Michael knew how to administer his own injections. In 2003 he said he had a spider bite on his ankle. But that was actually an injection that had gone wrong. I was told then that he’d done it to himself. Did he try to do this again on June 25, 2009? It’s unlikely. Injections are one thing. IV needles are another. But Michael certainly knew his way around easing his own pain. He had a sustained addiction to pills, and drank a lot. He drank wine from soda cans–“Jesus juice”– to avoid being detected. During his 2005 trial for child molestation and conspiracy–which ended in acquittal on all counts–he was zonked every day.
But who could blame him? The trial was handled expertly by Thomas Mesereau, his defense attorney, despite the legal team being saddled by an incompetent (Brian Oxman) and a local lawyer (Robert Sanger) who suggested to the judge one day that Jackson’s kids weren’t his biologically. “The circumstances that relate to the birth of the children wouldn’t be admitted for the truth of the matter,” Sanger said to a mostly drowsy, sparsely attended court on May 30, 2005. “Only his love of the children.” Oxman slept in open court. Mesereau finally fired him.
Most days, Katherine Jackson came to court. Sometimes, Joseph Jackson did, too. Michael was frightened of his father, and now he was vulnerable to him. Two years ago, Joe Jackson turned up at the BET Awards–just four days after his son had died–with a Michael Jackson imitator. Jackson told press people on the red carpet that he was starting a new record label which, of course, never materialized. In 2001, on the eve of Michael’s 30th anniversary concerts at Madison Square Garden, his father told the press (me included) that he was starting an online video company. It also never materialized. But every time Michael made news, his father showed up to exploit it. You wonder what kind of pain he was in that he constantly asking to be put to sleep.

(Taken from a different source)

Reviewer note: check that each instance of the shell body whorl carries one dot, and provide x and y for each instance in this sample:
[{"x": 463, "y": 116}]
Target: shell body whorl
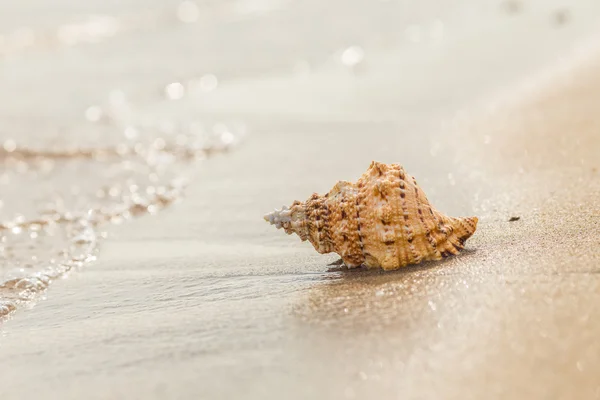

Last month, in Cannes, Joe Jackson turned up at the Carlton Hotel. He walked the red carpet and entered a private dinner held for Sean Penn and his Haiti relief programs. Jackson had new associates with him, backers from Vietnam. They didn’t speak English except for one. Jackson’s latest scheme: a Neverland style resort hotel in Vietnam, as if Neverland, Michael’s fortress away from his father, was Joe Jackson’s idea.
Hamlet, haunted by his father, considers suicide. “To sleep, perchance to dream–ay, there’s the rub.” Michael Jackson is dreaming now. His nightmares are over.